Kedua, cinta tanah air dalam hadits dan penjelasan ulama pen-syarah-nya. "Diriwayatkan dari Anas, bahwa Nabi S.A.W ketika kembali dari bepergian dan melihat dinding-dinding Madinah, beliau mempercepat laju untanya. Dan apabila  beliau menunggangi unta maka beliau menggerakkannya (untuk mempercepat) karena kecintaan beliau pada Madinah." (HR.  Al-Bukhari, Ibn Hibban dan Al-Turmudzi).

Mengomentari hadits di atas, dalam Fath Al-Bari, Al-Hafidz Ibnu Hajar menyatakan, "Hadits ini menunjukkan keutamaan kota Madinah dan disyariatkannya cinta tanah air." Hal yang sama juga dikemukakan dalam kitab 'Umdat Al-Qariy oleh Badr Al-Din Al-'Aini.

Ketiga, cinta tanah air menurut para ahli fiqih. Bahwa hikmah berhaji dan pahalanya yang besar karena mendidik jiwa menjadi lebih baik dengan meninggalkan tanah air dan keluar dari kebiasaannya. Dalam kitab Al-Dakhirah, Al-Qarafi menyatakan, "Manfaat haji adalah mendidik diri dengan meninggalkan tanah air."

Keempat, cinta tanah air menurut para wali. Orang-orang yang saleh senantiasa mencintai tanah air. Dalam kitab Hilyat Al-Awliya', Abu Nu'aim meriwayatkan dengan sanadnya kepada pimpinan kaum zuhud dan ahli ibadah, Ibrahim bin Adham, ia berkata, "Saya tidak pernah merasakan penderitaan yang lebih berat daripada meninggalkan tanah air."

Orang yang beragamanya benar dan cinta terhadap tanah airnya akan selalu memerhatikan keamanan tanah air, tempat hidupnya, kampung halamannya. Ia tidak akan membuat kegaduhan demi kegaduhan, tidak menebar kebencian dan saling permusuhan di antara setiap orang dan setiap suku serta para pemilik indentitas berbeda yang menempati setiap jengkal tanah airnya.

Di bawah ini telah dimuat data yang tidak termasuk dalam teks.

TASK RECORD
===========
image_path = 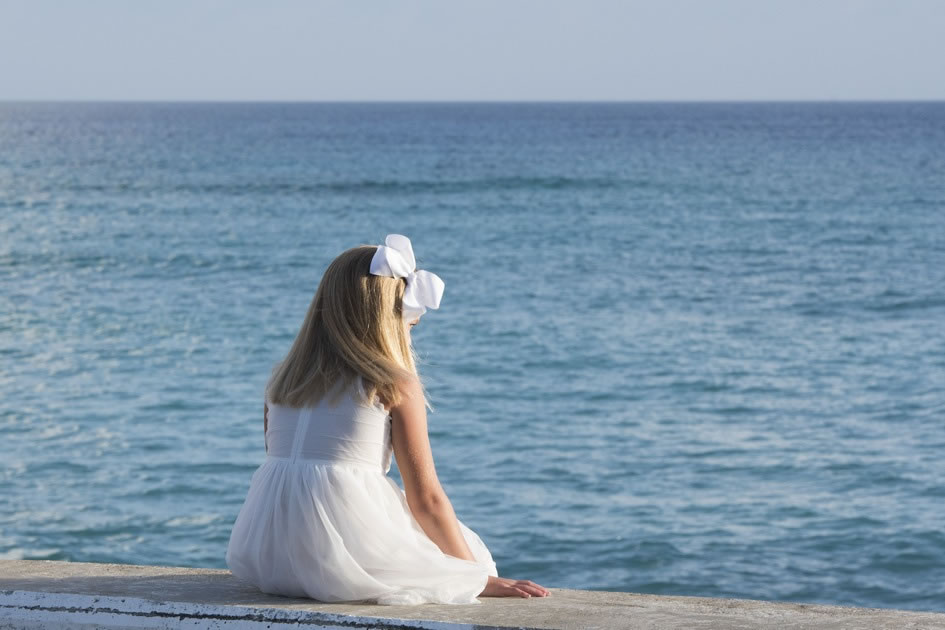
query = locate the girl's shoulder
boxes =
[355,375,392,415]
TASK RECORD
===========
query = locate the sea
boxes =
[1,101,943,612]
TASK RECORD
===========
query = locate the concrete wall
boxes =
[2,560,943,629]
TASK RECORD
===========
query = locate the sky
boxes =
[1,0,943,102]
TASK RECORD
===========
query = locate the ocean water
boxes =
[1,102,944,612]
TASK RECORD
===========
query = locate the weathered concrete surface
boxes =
[1,560,943,629]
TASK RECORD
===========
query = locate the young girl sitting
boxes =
[226,234,550,605]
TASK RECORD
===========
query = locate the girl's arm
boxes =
[389,376,477,563]
[388,375,552,599]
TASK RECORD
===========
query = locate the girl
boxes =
[226,234,549,605]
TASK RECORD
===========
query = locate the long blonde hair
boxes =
[265,245,426,410]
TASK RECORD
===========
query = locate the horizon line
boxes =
[2,98,944,105]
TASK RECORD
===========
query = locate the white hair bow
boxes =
[370,234,445,321]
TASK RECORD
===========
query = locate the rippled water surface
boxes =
[1,102,944,611]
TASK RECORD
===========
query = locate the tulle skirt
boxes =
[226,456,497,605]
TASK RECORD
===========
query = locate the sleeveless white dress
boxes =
[225,377,497,605]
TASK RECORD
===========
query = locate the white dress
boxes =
[225,377,497,605]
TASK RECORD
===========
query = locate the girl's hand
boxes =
[479,575,550,598]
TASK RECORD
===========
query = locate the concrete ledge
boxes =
[1,560,943,629]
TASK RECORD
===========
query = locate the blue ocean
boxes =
[1,102,943,612]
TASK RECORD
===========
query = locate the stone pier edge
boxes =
[2,559,944,629]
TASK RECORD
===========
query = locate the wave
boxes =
[55,175,636,197]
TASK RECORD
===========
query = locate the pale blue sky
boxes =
[1,0,943,101]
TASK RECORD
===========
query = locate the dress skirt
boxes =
[226,455,498,605]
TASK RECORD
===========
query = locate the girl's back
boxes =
[264,377,393,472]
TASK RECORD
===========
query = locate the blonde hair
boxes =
[265,245,427,410]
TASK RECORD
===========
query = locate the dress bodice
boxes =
[265,378,393,472]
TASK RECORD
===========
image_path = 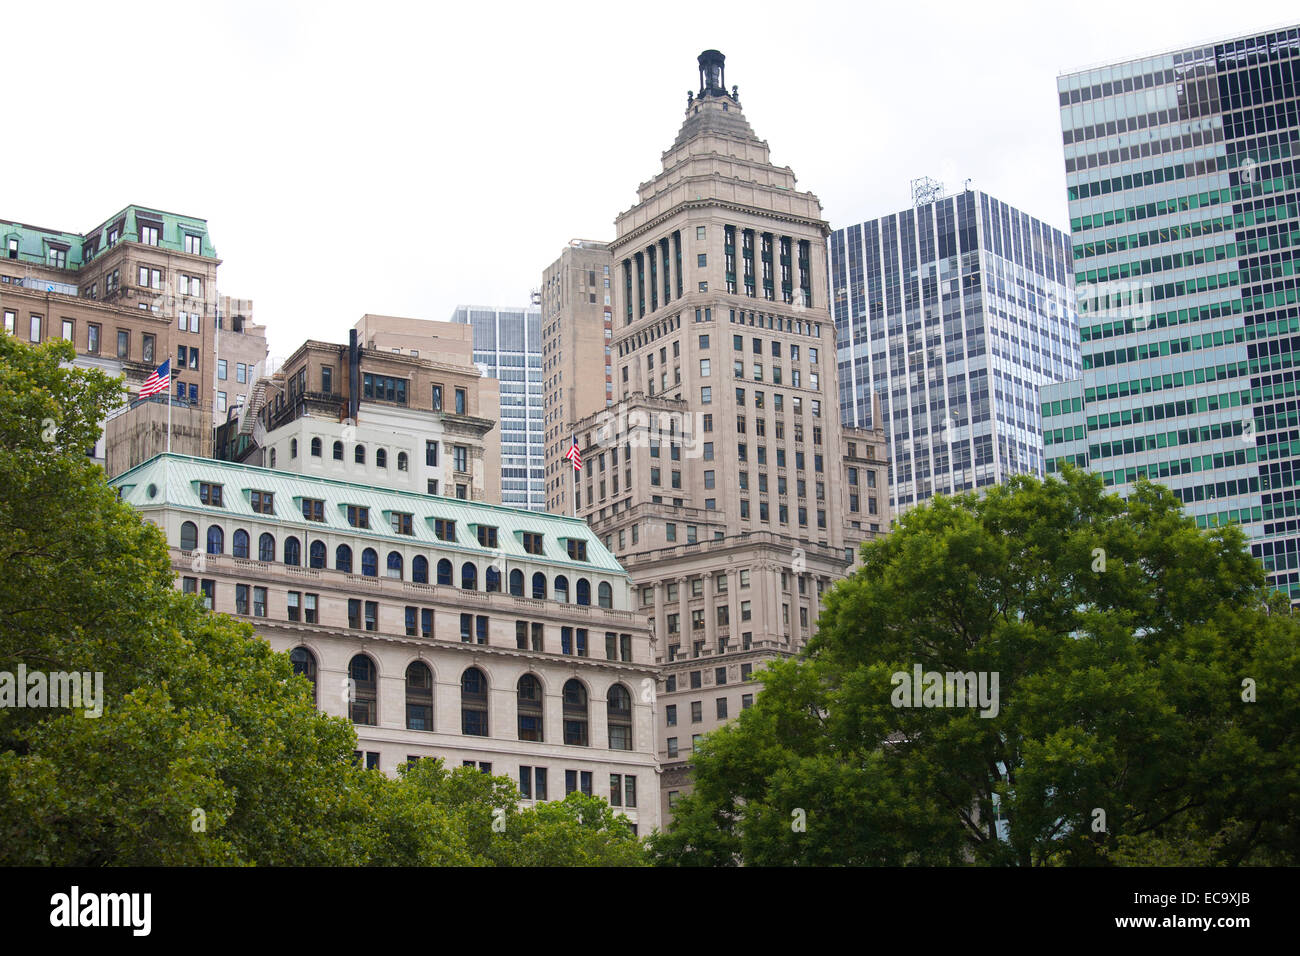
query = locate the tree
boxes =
[0,336,648,866]
[650,468,1300,866]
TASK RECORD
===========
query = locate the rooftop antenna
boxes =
[911,176,945,208]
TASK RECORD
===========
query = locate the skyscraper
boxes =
[541,241,614,515]
[1042,25,1300,596]
[830,189,1082,516]
[452,305,546,511]
[567,50,889,820]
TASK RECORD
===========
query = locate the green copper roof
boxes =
[111,453,628,577]
[1,204,216,272]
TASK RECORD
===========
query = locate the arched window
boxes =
[284,536,301,566]
[554,575,569,603]
[386,551,403,579]
[598,581,613,609]
[311,437,322,457]
[485,566,501,593]
[333,440,343,461]
[376,448,387,469]
[361,548,378,577]
[206,525,224,554]
[436,558,453,586]
[509,569,524,597]
[562,679,589,746]
[461,668,488,736]
[517,675,544,741]
[290,438,298,458]
[608,684,633,750]
[348,654,377,725]
[532,572,547,600]
[232,529,250,558]
[397,452,408,472]
[180,521,198,551]
[258,533,275,562]
[290,647,318,703]
[461,562,477,590]
[576,578,592,606]
[355,445,366,465]
[335,544,353,573]
[269,449,277,468]
[413,555,429,584]
[406,661,433,731]
[309,540,326,569]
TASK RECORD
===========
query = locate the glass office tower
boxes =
[1042,26,1300,597]
[451,305,546,511]
[831,189,1081,515]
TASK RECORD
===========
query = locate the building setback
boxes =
[831,189,1081,516]
[1042,25,1300,597]
[451,305,547,511]
[566,50,890,822]
[110,453,660,834]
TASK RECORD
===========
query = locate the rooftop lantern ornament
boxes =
[697,49,726,98]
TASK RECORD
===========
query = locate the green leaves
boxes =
[653,467,1299,866]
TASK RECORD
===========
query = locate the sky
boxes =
[4,0,1297,358]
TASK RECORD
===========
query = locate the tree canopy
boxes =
[650,468,1300,866]
[0,335,647,866]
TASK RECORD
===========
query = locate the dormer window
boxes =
[198,482,223,507]
[476,525,498,548]
[522,532,543,555]
[434,518,456,542]
[566,539,588,561]
[250,490,275,514]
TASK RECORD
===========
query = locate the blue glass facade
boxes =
[831,190,1081,514]
[1043,26,1300,597]
[451,305,545,511]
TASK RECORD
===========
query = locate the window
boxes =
[332,440,344,461]
[205,525,224,554]
[666,704,678,726]
[716,697,729,719]
[453,445,468,473]
[691,700,703,722]
[290,647,318,701]
[700,386,712,404]
[391,511,413,535]
[198,482,223,507]
[406,662,434,731]
[532,571,547,600]
[299,497,324,522]
[517,674,544,741]
[431,384,443,411]
[461,668,489,736]
[742,693,754,710]
[477,525,498,548]
[426,440,440,467]
[562,680,589,746]
[361,548,378,577]
[434,518,456,542]
[347,505,369,529]
[387,551,404,579]
[355,445,366,465]
[608,684,633,750]
[667,738,678,758]
[349,655,377,725]
[184,234,202,255]
[362,373,409,404]
[522,531,543,555]
[335,544,353,573]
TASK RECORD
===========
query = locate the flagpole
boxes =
[167,379,172,454]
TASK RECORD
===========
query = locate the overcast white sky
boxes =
[5,0,1296,357]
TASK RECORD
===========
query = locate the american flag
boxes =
[139,358,170,398]
[565,435,582,471]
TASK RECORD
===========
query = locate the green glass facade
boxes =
[1043,26,1300,596]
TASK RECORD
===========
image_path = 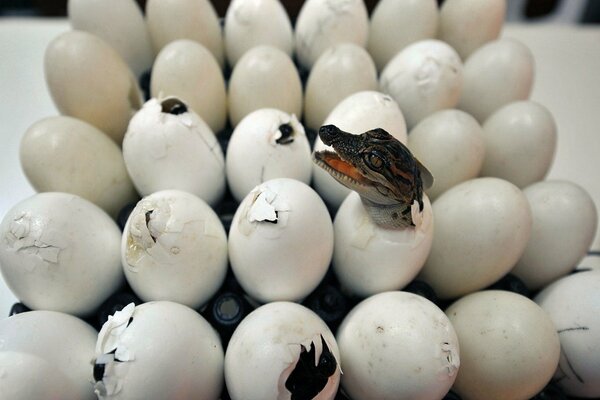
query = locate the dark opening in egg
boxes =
[276,123,295,145]
[160,98,188,115]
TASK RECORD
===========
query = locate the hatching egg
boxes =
[368,0,438,72]
[224,0,294,67]
[0,193,123,316]
[458,38,535,123]
[228,178,333,303]
[145,0,224,67]
[511,181,597,290]
[228,45,302,127]
[93,301,223,399]
[419,177,532,299]
[295,0,369,70]
[304,43,378,131]
[225,302,341,400]
[44,30,143,143]
[312,91,407,209]
[0,310,99,399]
[68,0,153,76]
[438,0,506,60]
[337,291,459,400]
[480,101,557,188]
[408,109,485,200]
[226,109,312,202]
[20,116,138,218]
[332,192,433,297]
[535,271,600,398]
[121,190,228,309]
[447,291,560,400]
[380,39,463,130]
[151,39,227,132]
[122,97,225,206]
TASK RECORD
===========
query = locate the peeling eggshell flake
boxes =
[44,30,143,144]
[122,190,228,309]
[123,97,226,206]
[0,193,124,316]
[225,302,341,400]
[226,109,312,202]
[93,301,224,400]
[228,178,334,303]
[336,291,460,400]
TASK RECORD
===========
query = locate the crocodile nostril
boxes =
[318,124,339,144]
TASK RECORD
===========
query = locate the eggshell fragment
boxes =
[295,0,369,70]
[20,116,138,217]
[0,310,99,400]
[224,0,294,67]
[535,271,600,398]
[337,292,459,400]
[512,181,597,290]
[458,38,535,123]
[438,0,506,60]
[145,0,224,67]
[122,190,228,309]
[228,178,333,303]
[332,192,434,297]
[93,302,223,399]
[304,43,378,131]
[368,0,439,71]
[419,177,532,299]
[480,101,557,188]
[44,30,143,143]
[225,302,341,400]
[226,109,312,202]
[151,39,227,132]
[122,97,226,206]
[228,46,302,127]
[408,109,485,200]
[68,0,153,76]
[380,39,463,129]
[447,291,560,400]
[0,193,124,316]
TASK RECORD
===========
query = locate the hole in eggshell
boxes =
[160,97,188,115]
[144,210,157,243]
[276,123,295,145]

Orang yang mencintai tanah air karena perintah agamanya bahkan sanggup mengorbankan harta benda hingga semua yang ia miliki, bahkan mengorbankan nyawanya untuk kepentingan mempertahankan tanah airnya dari setiap ancaman, baik yang datang dari dalam maupun dari luar.

Maka sebagai seorang Muslim yang mengerti betul tentang arti persatuan dan kesatuan sudah selayaknya mencerminkan kecintaannya terhadap tanah air dengan berbagai upaya. Seperti yang kita ketahui bersama bahwa tanah air ini tidak hanya dihuni oleh satu orang atau satu kelompok saja, maka sudah selayaknya kita sebagai seorang Muslim memperlihatkan bahwa Islam adalah agama rahmatan lil 'alamin, agama yang mampu menyelaraskan diri dengan kondisi lingkungan yang ada yang mampu memberikan rasa damai disekitarnya.